App permissions are designed to give users more control over their data, but they also open doors for misuse. Educational apps, in particular, are no exception. They often require permissions that allow them to access your device’s location, read files, or even retrieve your contact list. Such access may not seem harmful at first glance, but it could lead to privacy breaches if not handled correctly.

Apps Asking for Excessive Permissions

Some popular educational apps request a surprising number of sensitive permissions. For instance, the Remind app, a communication tool for schools, tops the list with 12 sensitive permissions. Other apps, such as Coursera (11 permissions), Moodle (10 permissions), and ClassDojo (9 permissions), are not far behind.

While these apps might require access to certain features for a seamless user experience, such as video calls or media uploads, the amount of data they can potentially collect is concerning.

Camera Access: A Double-Edged Sword

A significant number of educational apps require access to your device’s camera. Seventeen out of the 25 apps tested for privacy risks, including Coursera and Duolingo, request camera permissions. While camera access may be necessary for interactive features like uploading assignments or participating in live classes, it could also be exploited. If compromised, this permission could allow malicious actors to access your camera and microphone without your knowledge, raising serious privacy concerns.

Apps with Access to Your Accounts

Another concerning trend is that several apps, such as Coursera, Duolingo, and Remind, request access to the accounts stored on your device. This includes accounts like Google, Meta, or Samsung, which hold sensitive personal information such as email addresses and usernames.

While these permissions may not be essential for the app’s functionality, they can pose a significant risk if misused. By gaining access to this information, apps could inadvertently expose users to threats such as identity theft or data scraping.

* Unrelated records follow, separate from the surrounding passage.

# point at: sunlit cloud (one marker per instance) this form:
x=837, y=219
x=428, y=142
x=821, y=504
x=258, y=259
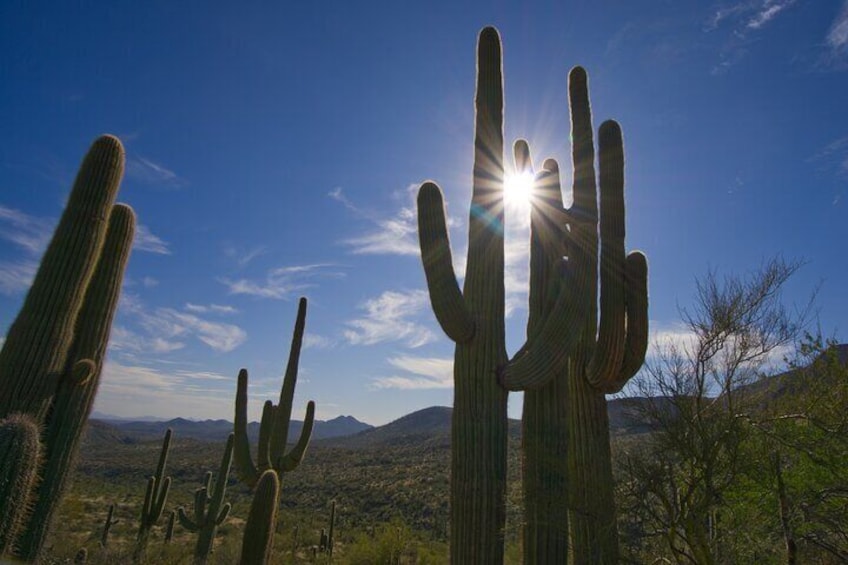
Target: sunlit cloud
x=145, y=240
x=389, y=318
x=315, y=341
x=426, y=373
x=210, y=308
x=396, y=234
x=283, y=282
x=149, y=172
x=167, y=329
x=16, y=278
x=243, y=257
x=27, y=232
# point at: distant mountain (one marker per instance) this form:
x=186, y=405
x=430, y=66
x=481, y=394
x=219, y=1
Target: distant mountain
x=218, y=430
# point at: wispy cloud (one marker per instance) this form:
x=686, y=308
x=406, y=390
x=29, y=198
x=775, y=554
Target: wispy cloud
x=16, y=278
x=837, y=39
x=27, y=232
x=426, y=373
x=389, y=317
x=282, y=282
x=148, y=172
x=315, y=341
x=243, y=256
x=145, y=240
x=743, y=21
x=210, y=308
x=167, y=329
x=393, y=235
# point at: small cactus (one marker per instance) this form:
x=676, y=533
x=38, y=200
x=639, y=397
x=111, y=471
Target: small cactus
x=169, y=530
x=259, y=530
x=107, y=525
x=210, y=510
x=274, y=427
x=19, y=454
x=154, y=499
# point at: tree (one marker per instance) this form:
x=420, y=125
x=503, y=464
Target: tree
x=694, y=395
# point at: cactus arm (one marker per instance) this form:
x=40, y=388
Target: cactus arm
x=448, y=304
x=279, y=436
x=245, y=467
x=187, y=522
x=604, y=366
x=293, y=458
x=266, y=431
x=637, y=319
x=34, y=354
x=223, y=514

Duolingo Wants Your Contacts

Duolingo, a widely-used language learning app, goes a step further by requesting access to your contact list. This permission allows the app to read and write to your device’s contact list, potentially exposing sensitive information about your friends, family, or colleagues. If exploited, this data could be used for fraudulent schemes or unauthorized marketing.

Storage and File Access

Many educational apps also request access to the files and storage on your device. In total, 21 of the apps examined can write to your storage, while 20 can read files stored on your device. Some even go as far as accessing media libraries or geolocation metadata embedded in photos, as seen with the app PictureThis. While file access is often needed for downloading course materials or saving progress, this level of access can lead to privacy violations if not properly secured.

Location and Microphone Permissions

Certain apps like Moodle and Question.AI also request access to your location data. Location permissions allow these apps to track your precise whereabouts, which can pose significant risks if mishandled.

Moreover, apps like Duolingo and Blackboard Learn require access to your device’s microphone. While this feature might be necessary for voice-based learning tasks, it could be used for unauthorized surveillance if exploited.

How to Protect Your Data

Given the privacy risks associated with educational apps, it’s essential to take control of the permissions you grant. Always review the permissions an app requests and ensure they are necessary for its core functions. On Android devices, you can manage permissions through the “Application Manager” or “Apps” section in your settings.

If an app requests too many permissions or seems overly invasive, it might be best to avoid it. Privacy and data security should always come first when navigating the digital learning landscape.